Von seiner Erzählstruktur her ist „Loving Vincent“ damit eigentlich ein Dorfkrimi, der über der Recherche nach dem Ende von van Gogh Zeitgenossen in den Fokus rückt, die aus seinen Gemälden bekannt sind und die ihre individuellen Einschätzungen über den Maler kundtun. Diese kriminalistische Geschichte, in die Rückblenden auf das Leben von van Gogh eingeflochten sind (die als Schwarz-Weiß-Zeichnungen im Stil alter Fotografien umgesetzt sind, da es dafür keine Bildvorlagen van Goghs gibt), entfaltet nur wenig Spannung, und die Auflösung des „Falls“ spielt letztlich keine Rolle.

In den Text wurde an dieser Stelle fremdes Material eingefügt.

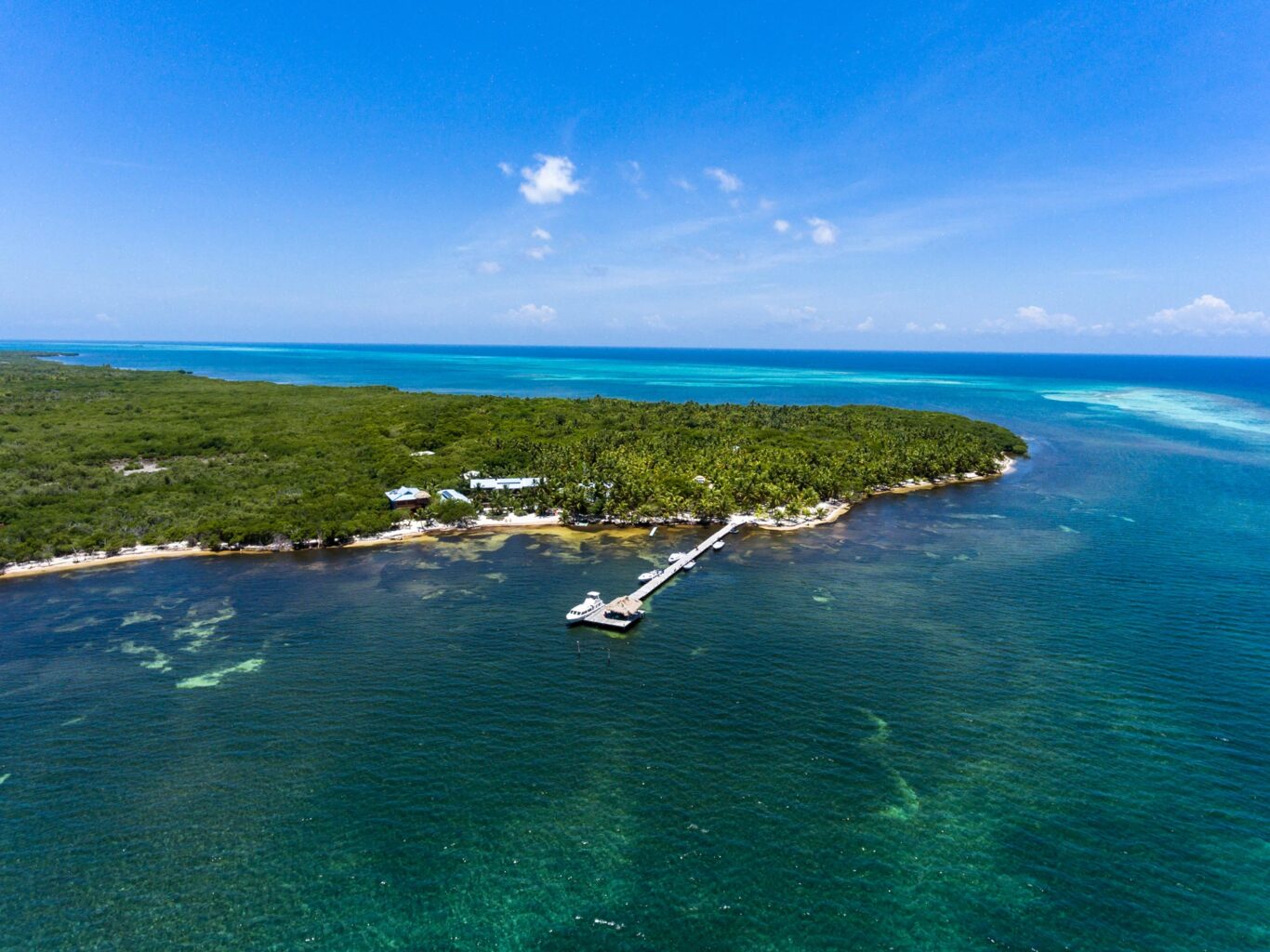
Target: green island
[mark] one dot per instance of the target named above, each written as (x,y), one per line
(98,459)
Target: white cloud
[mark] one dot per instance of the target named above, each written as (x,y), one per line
(1207,315)
(784,311)
(551,181)
(1034,318)
(823,232)
(727,180)
(533,313)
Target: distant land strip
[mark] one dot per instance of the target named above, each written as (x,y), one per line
(97,459)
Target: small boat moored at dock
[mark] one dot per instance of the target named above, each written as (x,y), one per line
(583,608)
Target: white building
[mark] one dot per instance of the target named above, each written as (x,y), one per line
(516,483)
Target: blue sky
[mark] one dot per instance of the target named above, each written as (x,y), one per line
(989,177)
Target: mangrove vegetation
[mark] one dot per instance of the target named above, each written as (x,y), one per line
(101,458)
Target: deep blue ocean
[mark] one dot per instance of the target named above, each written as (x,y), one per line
(1027,714)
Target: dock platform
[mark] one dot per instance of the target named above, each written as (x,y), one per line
(621,614)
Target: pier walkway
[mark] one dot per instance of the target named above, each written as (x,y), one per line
(624,612)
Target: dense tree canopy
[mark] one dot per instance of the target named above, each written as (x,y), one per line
(100,458)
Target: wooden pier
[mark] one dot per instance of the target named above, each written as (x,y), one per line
(627,611)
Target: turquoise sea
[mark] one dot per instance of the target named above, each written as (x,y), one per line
(1020,715)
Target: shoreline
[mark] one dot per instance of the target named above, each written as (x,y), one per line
(416,530)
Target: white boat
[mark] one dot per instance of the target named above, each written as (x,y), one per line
(583,608)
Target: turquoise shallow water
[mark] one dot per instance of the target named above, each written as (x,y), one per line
(1016,715)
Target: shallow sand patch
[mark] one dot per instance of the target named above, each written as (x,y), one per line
(212,680)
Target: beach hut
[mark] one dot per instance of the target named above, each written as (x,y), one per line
(408,497)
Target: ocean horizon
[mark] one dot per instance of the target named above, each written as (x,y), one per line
(1023,714)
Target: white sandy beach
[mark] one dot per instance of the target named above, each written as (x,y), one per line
(409,531)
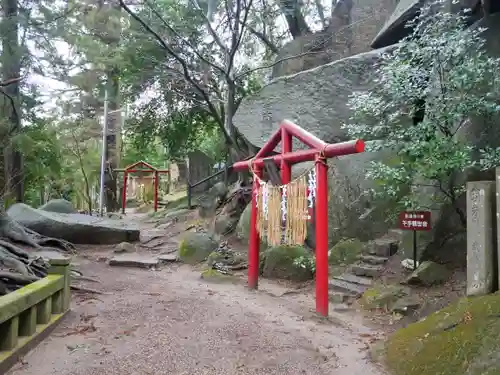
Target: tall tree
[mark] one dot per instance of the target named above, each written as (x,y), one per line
(207,70)
(11,113)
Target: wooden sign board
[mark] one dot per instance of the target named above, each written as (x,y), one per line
(415,220)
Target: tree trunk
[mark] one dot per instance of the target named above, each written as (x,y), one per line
(295,20)
(11,71)
(114,118)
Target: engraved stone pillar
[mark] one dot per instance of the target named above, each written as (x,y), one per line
(497,217)
(480,242)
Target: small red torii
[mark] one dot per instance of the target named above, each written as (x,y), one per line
(141,166)
(318,151)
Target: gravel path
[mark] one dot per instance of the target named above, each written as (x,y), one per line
(172,322)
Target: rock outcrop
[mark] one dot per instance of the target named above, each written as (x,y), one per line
(349,32)
(395,28)
(195,247)
(75,228)
(61,206)
(317,101)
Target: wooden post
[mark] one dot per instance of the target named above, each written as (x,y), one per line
(254,243)
(124,193)
(61,266)
(156,178)
(322,237)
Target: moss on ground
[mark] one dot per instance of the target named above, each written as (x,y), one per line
(462,339)
(279,263)
(346,251)
(382,296)
(215,276)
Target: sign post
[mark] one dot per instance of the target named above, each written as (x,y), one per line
(415,221)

Es geht einzig um einen erzählerischen Vorwand für die spekulative Beschwörung des Mythos vom verkannten Genie, dessen Kunst Orte und Menschen adelt, indem es sie in einem ganz neuen, strahlenden Licht erscheinen lässt, dem dafür aber die Anerkennung versagt blieb.
Obwohl die Filmemacher Dorota Kobiela und Hugh Welchman gründliche Recherchen angestellt und vor allem in den Briefen van Goghs eine wichtige Inspirationsquelle gefunden haben, wirkt das von ihnen gezeichnete Bild des Künstlers arg verklärt und holzschnittartig, ganz wie eine breit ausgewalzte Version von Don McLeans Van-Gogh-Hymne „Vincent (Starry Starry Night)“ aus dem Jahr 1971 – die auch prompt über dem Abspann liegt.
Gut gelingt es dem Film dagegen, den ländlichen Kosmos von van Goghs letzten Lebensjahren zu beleuchten und dank der atemberaubenden Bilder die schiere Schönheit seines künstlerischen Universums zu feiern. Aus der Fülle der Bilder van Goghs erschafft die Inszenierung eine enorm stimmige filmische Welt. Die auftretenden Figuren wurden zunächst von Schauspielern vor nachgebauten Van-Gogh-Kulissen oder Green-Screens fotografiert und anschließend von den Malern animiert, was mit dazu beiträgt, dass die einzelnen Gestalten tatsächlich wie echte Charaktere und nicht nur wie wandelnde Van-Gogh-Porträts wirken. Als Künstlerdrama besitzt der Film zwar längst nicht die emotionale Wucht von Vincente Minnellis Porträt „Vincent van Gogh – Ein Leben in Leidenschaft“ (fd 5870), doch als berauschende Liebeserklärung ans bahnbrechende Oeuvre van Goghs ist er überaus gelungen.